Former—read "disgraced"—LAPD detective Steve Ford (Bruce Willis) has reinvented himself as a laid-back Venice Beach private eye and taken on a partner/protégé, John (Thomas Middleditch, of HBO's “Silicon Valley”), a wide-eyed Millennial who spends way too much time dictating rambling notes on his phone. Their business is light on the kind of brutal crimes that drive private dicks to drink and despair—leaving Steve ample time to warn local kids about staying away from hookers and drugs—and tends more to small-potatoes gigs like finding pretty Nola (Jessica Gomes), who's sick of her beefy brothers interfering in her sex life.
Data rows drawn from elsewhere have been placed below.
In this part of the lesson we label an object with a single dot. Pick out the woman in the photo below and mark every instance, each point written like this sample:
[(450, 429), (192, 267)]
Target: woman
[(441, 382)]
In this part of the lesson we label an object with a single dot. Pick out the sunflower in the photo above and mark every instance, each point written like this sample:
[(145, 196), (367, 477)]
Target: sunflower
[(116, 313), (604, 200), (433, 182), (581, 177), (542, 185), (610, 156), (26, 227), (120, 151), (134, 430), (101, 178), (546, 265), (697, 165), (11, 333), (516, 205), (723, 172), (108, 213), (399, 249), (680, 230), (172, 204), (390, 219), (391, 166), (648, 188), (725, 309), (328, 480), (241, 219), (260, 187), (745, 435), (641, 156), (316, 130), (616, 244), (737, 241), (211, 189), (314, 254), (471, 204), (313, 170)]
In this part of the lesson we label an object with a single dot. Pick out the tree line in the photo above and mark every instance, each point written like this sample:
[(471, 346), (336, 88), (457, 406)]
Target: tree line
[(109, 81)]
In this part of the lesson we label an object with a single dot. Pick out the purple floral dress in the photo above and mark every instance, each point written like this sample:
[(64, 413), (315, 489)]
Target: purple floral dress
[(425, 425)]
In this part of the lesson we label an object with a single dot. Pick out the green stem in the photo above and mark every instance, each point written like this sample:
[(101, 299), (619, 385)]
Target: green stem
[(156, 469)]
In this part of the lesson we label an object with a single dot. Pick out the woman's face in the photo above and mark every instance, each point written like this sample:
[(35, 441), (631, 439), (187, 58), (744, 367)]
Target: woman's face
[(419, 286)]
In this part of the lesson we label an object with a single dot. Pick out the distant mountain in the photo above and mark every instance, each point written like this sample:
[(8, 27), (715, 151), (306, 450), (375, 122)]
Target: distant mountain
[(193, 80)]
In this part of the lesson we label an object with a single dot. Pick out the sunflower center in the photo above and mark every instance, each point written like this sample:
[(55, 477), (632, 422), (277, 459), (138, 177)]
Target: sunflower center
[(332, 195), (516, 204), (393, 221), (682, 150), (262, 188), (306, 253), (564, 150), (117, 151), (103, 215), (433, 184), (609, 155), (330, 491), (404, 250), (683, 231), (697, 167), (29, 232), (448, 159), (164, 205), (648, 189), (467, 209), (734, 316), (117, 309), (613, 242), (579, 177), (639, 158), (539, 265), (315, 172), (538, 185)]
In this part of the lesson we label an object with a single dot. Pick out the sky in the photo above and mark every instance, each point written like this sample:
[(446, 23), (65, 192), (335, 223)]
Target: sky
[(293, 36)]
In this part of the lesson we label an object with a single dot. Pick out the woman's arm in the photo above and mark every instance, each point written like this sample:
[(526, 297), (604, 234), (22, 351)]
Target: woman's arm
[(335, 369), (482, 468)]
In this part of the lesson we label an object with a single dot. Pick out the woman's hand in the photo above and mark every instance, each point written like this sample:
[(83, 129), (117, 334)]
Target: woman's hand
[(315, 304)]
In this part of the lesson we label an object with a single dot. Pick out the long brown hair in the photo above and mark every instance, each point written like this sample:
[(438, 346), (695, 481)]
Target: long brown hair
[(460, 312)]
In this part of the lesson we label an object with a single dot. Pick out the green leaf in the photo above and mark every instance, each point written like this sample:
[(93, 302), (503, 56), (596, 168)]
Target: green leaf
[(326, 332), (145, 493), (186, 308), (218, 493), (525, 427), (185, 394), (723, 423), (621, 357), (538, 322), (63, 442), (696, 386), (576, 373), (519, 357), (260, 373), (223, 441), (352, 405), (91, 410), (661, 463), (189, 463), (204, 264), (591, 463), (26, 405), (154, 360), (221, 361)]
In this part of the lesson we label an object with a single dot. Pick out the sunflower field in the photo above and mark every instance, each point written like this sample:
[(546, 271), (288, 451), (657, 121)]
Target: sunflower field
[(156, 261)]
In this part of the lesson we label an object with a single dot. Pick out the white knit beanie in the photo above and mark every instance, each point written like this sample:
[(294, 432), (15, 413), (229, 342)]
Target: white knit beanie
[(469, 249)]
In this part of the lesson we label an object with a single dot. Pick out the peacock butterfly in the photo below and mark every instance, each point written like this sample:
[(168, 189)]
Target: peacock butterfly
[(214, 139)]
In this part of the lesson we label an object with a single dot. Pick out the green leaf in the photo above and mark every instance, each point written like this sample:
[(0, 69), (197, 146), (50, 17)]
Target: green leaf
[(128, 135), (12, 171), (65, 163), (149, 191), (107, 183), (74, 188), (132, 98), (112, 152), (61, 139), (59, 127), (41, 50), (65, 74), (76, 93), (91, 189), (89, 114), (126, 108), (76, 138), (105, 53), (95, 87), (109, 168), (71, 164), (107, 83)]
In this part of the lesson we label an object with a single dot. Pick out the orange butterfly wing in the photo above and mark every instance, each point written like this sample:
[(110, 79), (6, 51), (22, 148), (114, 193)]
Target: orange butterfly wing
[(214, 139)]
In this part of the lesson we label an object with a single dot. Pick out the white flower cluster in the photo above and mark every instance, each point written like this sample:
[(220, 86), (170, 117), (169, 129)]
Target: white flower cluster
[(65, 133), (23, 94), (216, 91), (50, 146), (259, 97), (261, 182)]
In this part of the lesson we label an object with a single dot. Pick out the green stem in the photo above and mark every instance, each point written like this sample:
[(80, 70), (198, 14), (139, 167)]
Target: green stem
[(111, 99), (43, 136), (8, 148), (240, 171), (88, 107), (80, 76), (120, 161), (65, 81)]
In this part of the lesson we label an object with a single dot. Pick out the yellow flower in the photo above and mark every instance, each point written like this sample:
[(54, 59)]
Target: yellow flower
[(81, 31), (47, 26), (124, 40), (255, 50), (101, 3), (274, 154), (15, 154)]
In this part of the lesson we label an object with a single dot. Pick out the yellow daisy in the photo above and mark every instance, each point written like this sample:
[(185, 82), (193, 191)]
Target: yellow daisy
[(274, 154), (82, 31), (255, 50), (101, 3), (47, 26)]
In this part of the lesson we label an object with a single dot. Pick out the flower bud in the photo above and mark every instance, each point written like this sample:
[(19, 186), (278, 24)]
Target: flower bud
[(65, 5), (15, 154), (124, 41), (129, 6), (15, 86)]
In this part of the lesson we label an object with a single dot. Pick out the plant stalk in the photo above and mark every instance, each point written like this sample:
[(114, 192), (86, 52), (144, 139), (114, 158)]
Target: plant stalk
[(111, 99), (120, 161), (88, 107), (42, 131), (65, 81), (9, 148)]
Not exactly the lush life, but Steve's pretty cool with the way things are going until his Jack Russell Terrier, Buddy—a wriggling little bundle of canine adorableness—is dognapped by some local thugs. Guided by the unimpeachable life principle that no one should ever "fuck with a man's dog," he puts everything on hold to retrieve Buddy, by any preposterous means necessary.
For a brisk little action comedy, Once Upon a Time in Venice has a lot of plot that probably wouldn't hold up to close parsing but makes perfect slapstick sense as it unfolds. Sibling writer-directors Mark and Robb Cullen stuff it with colorful characters, including Steve's best friend, depressed surf-shop owner Dave Jones (John Goodman); gangbanger Spyder (Jason Momoa), who's not as a bad a guy as he makes out; ruthless Russian loan shark Yuri (Borat sidekick Ken Davitian, in a revealing swimsuit), who has a tiny soft spot for Steve; frenemy "Lou the Jew" Jewison (Adam Goldberg), a real-estate developer who needs help to salvage a major deal; graffiti artist Salvatore Lopez (Tyga), "the Banksy of Venice;" scheming gang-girl Lupe the Bitch (Stephanie Sigman), who lives to stir stuff up, and sundry hookers, henchmen and hangers-on, including Kal Penn as a sullen convenience-store owner. Oh, and Steve has a sister (Famke Janssen) and a niece (Emily Robinson), who really adores Buddy…they're just on hand to reinforce that for a laid-back lothario dude he's really pretty sweet.
Watching the frantic machinations is not unlike being trapped in a pinball game, but Once Upon a Time in Venice (even the title being a gag at the expense of epic explorations of sundry hearts of darkness) is good-natured and frequently quite entertaining in a rude kind of way. While its inventive mayhem contains something for just about everyone, it's not a flat-out family movie; between the candy-colored and graphically obscene murals defacing Lew's buildings, Steve's misadventures in a hotel favored by transgender prostitutes, and the lengthy sequence in which a naked Willis (and/or his stunt double) zips around the night streets on a skateboard with Nola's angry brothers in hot pursuit, adult anatomy lessons abound.
That said, while Once Upon a Time in Venice's love-it-or-leave-it-laid-backness militates against major theatrical success, it could be the next great hanging-at-home thing, a movie that plays to guys without driving off girls with its testosterone funk. And yes, the soundtrack has an unmistakable Pulp Fiction vibe, but it's damnably catchy nonetheless.